Inline-Engine is a modern game engine that emphasizes the latest technologies and innovation in order to bring the most to the table regardless of weather you are a gamer, a developer or a game designer. It got its name from the overuse of inline methods to speed up the software, however, it only aims to live up to the performance expectations not the poor coding style.
- C++17 brings elegant coding solutions
- Built for parallelism from the ground up
- Build for DirectX 12 and Vulkan
- Modular, hackable design
- Highly configurable even without hacking
- Windows (supported)
- Linux (planned)
- XBoxOne (planned)
- PS4 (planned)
Visual Studio solution files:
- Download Visual Studio 2017 or 2019 preview with the latest updates
- Download the latest CMake (3.10 or newer)
- Generate Visual Studio 2017/2019 Win64 solution files via CMake for Inline-Engine/CMakeLists.txt
- Open solution files and build
CMake via IDE:
- Install latest MSVC 19 toolchain
- Download a CMake compatible IDE (e.g. Visual Studio or CLion)
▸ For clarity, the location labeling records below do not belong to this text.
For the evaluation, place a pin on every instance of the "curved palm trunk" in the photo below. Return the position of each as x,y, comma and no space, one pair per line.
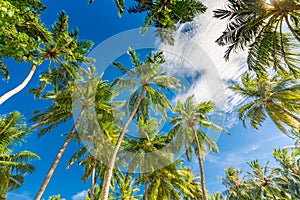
291,115
200,166
146,181
20,87
57,158
93,182
109,171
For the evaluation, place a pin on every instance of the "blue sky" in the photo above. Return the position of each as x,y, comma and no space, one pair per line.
97,22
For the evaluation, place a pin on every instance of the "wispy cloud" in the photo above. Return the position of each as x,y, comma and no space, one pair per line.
80,195
24,196
196,56
261,150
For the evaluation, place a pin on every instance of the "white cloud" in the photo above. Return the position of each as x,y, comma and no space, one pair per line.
195,54
261,150
23,196
80,195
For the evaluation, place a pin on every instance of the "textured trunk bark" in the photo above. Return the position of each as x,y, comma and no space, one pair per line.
108,173
57,158
93,182
200,166
20,87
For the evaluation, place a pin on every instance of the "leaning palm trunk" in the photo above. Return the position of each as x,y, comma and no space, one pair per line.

- Open Inline-Engine/CMakeLists.txt
- Configure CMake within IDE to use the MSVC toolset
- Build
CMake via Ninja or makefiles:
- Install latest MSVC 19 toolchain
- Download the latest CMake (3.10 or newer)
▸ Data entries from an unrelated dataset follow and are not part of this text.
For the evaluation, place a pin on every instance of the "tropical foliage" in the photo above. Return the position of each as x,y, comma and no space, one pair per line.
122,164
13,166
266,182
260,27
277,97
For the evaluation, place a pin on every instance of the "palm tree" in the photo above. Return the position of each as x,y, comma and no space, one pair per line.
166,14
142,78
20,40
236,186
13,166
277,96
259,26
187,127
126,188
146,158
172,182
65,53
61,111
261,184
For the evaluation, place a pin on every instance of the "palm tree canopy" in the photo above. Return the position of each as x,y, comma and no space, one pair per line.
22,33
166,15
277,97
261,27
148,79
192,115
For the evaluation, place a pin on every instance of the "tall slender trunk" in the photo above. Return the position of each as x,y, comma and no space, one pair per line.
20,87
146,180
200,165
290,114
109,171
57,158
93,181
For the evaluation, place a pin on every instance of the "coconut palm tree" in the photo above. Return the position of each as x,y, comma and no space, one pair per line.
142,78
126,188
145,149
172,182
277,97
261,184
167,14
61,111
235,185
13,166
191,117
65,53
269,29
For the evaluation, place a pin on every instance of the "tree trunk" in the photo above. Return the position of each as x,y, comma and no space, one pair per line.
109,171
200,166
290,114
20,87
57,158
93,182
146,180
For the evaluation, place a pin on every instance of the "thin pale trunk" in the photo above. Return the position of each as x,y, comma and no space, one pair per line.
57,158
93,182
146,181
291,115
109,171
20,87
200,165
- Generate Ninja or Makefile for Inline-Engine/CMakeLists.txt
- Build
Note: you can not compile it with the GNU toolchain because the Direct3D libraries won't compile, and Vulkan is not supported yet.
Note: you don't need any additional dependencies, all libraries are packed with the project.
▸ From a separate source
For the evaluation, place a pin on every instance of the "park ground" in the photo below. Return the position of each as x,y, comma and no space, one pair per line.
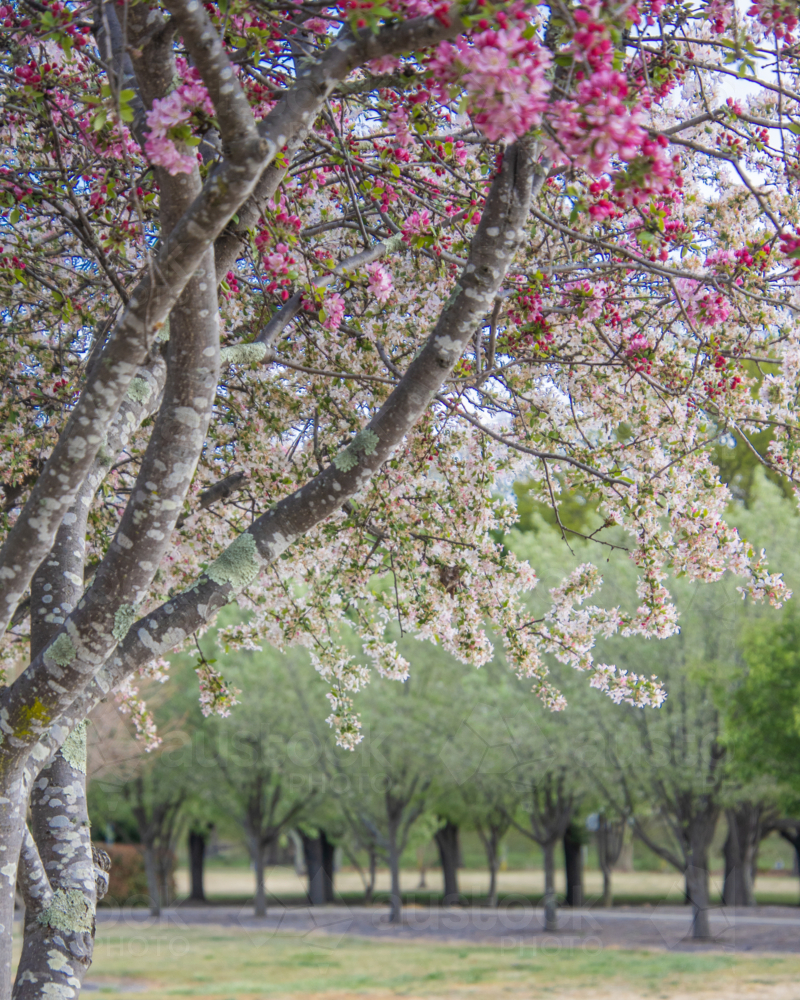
640,949
215,963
Note: 32-bit build are not supported
The engine exposes geometries, material, and textures to work with. These are used as properties to describe an entity. Entities are grouped into multiple scenes that act like a virtual world. One might put terrain entities, lights, geometries or other types of objects into a scene. The purpose of having multiple scenes is to achieve the separation of 3D world, GUI and debug draw objects. With this, one might define completely different ways of rendering each scene, and can quickly toggle whether to display a scene at all. The results of each scene can be freely combined with desired final output.
Inspired by CryEngine's flow graph and Unreal's BluePrint, users can leverage the power of task graphs to visually assemble the render pipeline. The task graph's tasks have access to the scenes and the objects inside them, so they can render it. The data flow from one task to the other allows the transport of opacity or depth maps which make combining scenes in an arbitrary fashion a breeze.
The above-mentioned rendering task graph provides an interface to implement custom task nodes. The nodes inputs and outputs are defined, and the programmer can code the data transform performed on the inputs. The node can access the underlying Direct3D 12 API through a simplified interface. The framework that executes the task graph takes the responsibility of distributing work across multiple CPU cores and the scheduling of generated GPU command lists.